Professor
Chiara GiacomoniLearning outcomes
The course aims to provide tools for achieving a proper knowledge of the basic concepts of mathematical analysis and linear algebra and to develop and strengthen calculation skills. Particular attention is focused on the choice of examples, sometimes chosen from applied sciences, or from more common applications, in order to stimulate logical-deductive attitudes.

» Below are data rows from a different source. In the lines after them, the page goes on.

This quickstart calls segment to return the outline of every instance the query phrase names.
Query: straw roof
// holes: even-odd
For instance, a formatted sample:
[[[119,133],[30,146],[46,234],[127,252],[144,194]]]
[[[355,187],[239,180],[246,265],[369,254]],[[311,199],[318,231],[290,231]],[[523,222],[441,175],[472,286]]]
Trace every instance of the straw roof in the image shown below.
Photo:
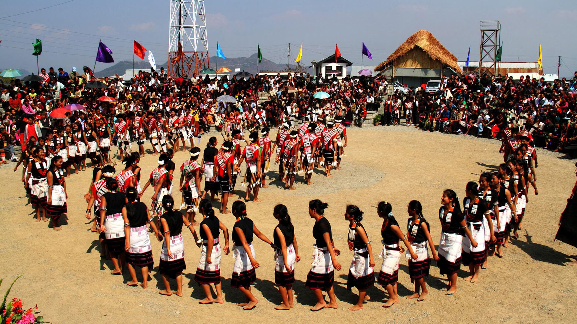
[[[433,34],[428,31],[421,29],[411,35],[407,39],[407,40],[392,52],[389,57],[387,58],[387,61],[379,64],[374,68],[375,71],[382,71],[386,68],[389,62],[396,58],[400,57],[407,52],[413,49],[415,46],[420,47],[432,59],[439,60],[445,64],[455,71],[462,74],[460,68],[457,65],[457,58],[451,54],[444,46],[443,46],[437,39],[433,36]]]

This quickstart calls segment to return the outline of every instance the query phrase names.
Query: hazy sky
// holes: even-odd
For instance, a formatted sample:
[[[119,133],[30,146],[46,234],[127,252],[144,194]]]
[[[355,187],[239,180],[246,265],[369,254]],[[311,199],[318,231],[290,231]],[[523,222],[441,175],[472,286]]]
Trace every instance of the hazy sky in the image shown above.
[[[2,1],[0,68],[35,71],[36,58],[31,54],[37,37],[44,50],[40,67],[92,67],[100,39],[116,62],[132,59],[133,40],[151,50],[157,63],[166,61],[169,0],[69,0],[38,10],[66,1],[25,0],[23,6],[23,1]],[[533,0],[407,1],[400,5],[383,0],[205,2],[211,55],[217,40],[227,57],[249,56],[258,43],[265,58],[286,63],[287,44],[294,57],[302,42],[302,61],[309,65],[334,53],[338,43],[344,57],[360,65],[364,42],[373,60],[365,58],[364,63],[376,65],[412,33],[426,29],[459,60],[466,59],[471,45],[471,61],[478,61],[479,21],[499,20],[503,61],[537,61],[541,44],[545,73],[556,73],[561,55],[561,77],[572,76],[577,70],[577,44],[571,32],[577,27],[575,4]],[[111,65],[98,63],[96,70]]]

Expected learning outcomes
Students should be able to understand and apply the concepts of algebra and functions to solve problems related to geometry and construction.
Course contents
Main topics: basic notions of set theory; introduction to logic; real numbers, completeness axiom; complex numbers; elements of topology, accumulation points, Bolzano-Weierstrass theorem, Cantor theorem; elementary functions, function behaviour, interpretation of graphs, injectivity, surjectivity, bijectivity, inverse, increasing and decreasing function, composite function, monotonic functions; the limit of a function, properties of the limit, continuity of a function, Weierstass theorem, intermediate value theorem, discontinuities; derivatives, analytic and geometric notions of derivative, fundamental theorems on differential calculus, Fermat theorem, Rolle theorem, Lagrange theorem, applications of derivatives, inflection points, asymptotes; local and global extrema; Riemann integral, sufficient and necessary conditions for the existence of Riemann integral, integration by parts and change of variable, fundamental theorem of integral calculus. Linear algebra: matrices, determinant, rank, linear systems.
Prerequisites
Basic mathematical knowledge acquired from high school, such as algebraic equations and inequalities of first and second order, power, exponential, logarithmic and trigonometric functions. These topics are resumed in the pre course that is held every year before the beginning of the course.
Reading/Bibliography
Teacher’s notes: - Analisi Matematica di Bertsch, Dal Passo, Giacomelli – Mcgraw-Hill - Esercitazioni di Matematica - XNUMX° volume parte prima – P. Marcellini, C. Sbordone – Liguori Editore - Esercitazioni di Matematica - XNUMX° volume parte seconda – P. Marcellini, C. Sbordone – Liguori Editore
Teaching methods
Lectures in the classroom and exercises carried out with the aid of computer projections.
Assessment methods
The exam consists of two parts, written (2 or 3 hours) and oral (40 minutes). Admission to the oral test is allowed only to who already passed the written test.